Instelling | Standaard | Bereik | Stapgrootte |
---|---|---|---|
Gemiddelde resterende tijd | 3 minuten | 0 - 12 minuten | 1 minuut |
9.9. Laadstatus synchroniseren naar 100 %
Deze optie kan gebruikt worden om de accumonitor handmatig te synchroniseren.
Druk in de VictronConnect-app op de “Synchroniseren” knop om de accumonitor 100 % te synchroniseren.
9.10. Nulstroomkalibratie
Als de accumonitor geen nulstroom aangeeft zelfs als er geen belasting is en de accu niet wordt opgeladen dan kan deze optie gebruikt worden om de nulmeting te kalibreren.

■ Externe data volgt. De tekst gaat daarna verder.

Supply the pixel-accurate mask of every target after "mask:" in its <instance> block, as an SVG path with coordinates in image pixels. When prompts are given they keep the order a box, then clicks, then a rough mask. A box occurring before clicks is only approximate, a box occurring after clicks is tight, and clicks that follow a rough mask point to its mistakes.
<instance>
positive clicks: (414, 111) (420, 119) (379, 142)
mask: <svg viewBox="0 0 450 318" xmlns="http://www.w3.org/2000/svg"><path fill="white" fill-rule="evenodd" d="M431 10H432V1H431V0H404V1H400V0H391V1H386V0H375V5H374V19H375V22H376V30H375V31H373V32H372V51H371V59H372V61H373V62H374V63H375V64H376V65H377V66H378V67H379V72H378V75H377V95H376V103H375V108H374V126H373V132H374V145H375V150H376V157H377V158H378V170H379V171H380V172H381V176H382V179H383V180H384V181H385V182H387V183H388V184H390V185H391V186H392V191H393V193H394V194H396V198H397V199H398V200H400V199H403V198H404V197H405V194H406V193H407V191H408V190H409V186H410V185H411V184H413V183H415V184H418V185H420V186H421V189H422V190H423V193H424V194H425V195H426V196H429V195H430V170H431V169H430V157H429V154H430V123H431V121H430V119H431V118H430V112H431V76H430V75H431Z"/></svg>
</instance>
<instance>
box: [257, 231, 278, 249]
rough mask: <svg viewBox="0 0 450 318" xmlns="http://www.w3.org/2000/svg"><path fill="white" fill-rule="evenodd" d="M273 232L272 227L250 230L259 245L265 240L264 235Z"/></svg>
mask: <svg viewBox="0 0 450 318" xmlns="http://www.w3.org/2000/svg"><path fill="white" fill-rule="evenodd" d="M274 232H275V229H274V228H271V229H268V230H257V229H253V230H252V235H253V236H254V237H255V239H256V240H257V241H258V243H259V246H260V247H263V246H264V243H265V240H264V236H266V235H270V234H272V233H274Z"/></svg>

Een nulstroomkalibratie is (bijna) nooit nodig. Voer deze procedure alleen uit als de accumonitor een stroom weergeeft terwijl er absoluut zeker is dat er geen stroom loopt. De enige manier om hier zeker van te zijn is door fysiek alle kabels en draden los te koppelen aan de kant van de shunt. Doe dit door de shunt-bout los te draaien en alle kabels en draden aan die kant van de shunt te verwijderen. Het alternatief, namelijk het uitschakelen van belastingen of laders, is NIET nauwkeurig genoeg, omdat het kleine stand-by stromen niet elimineert.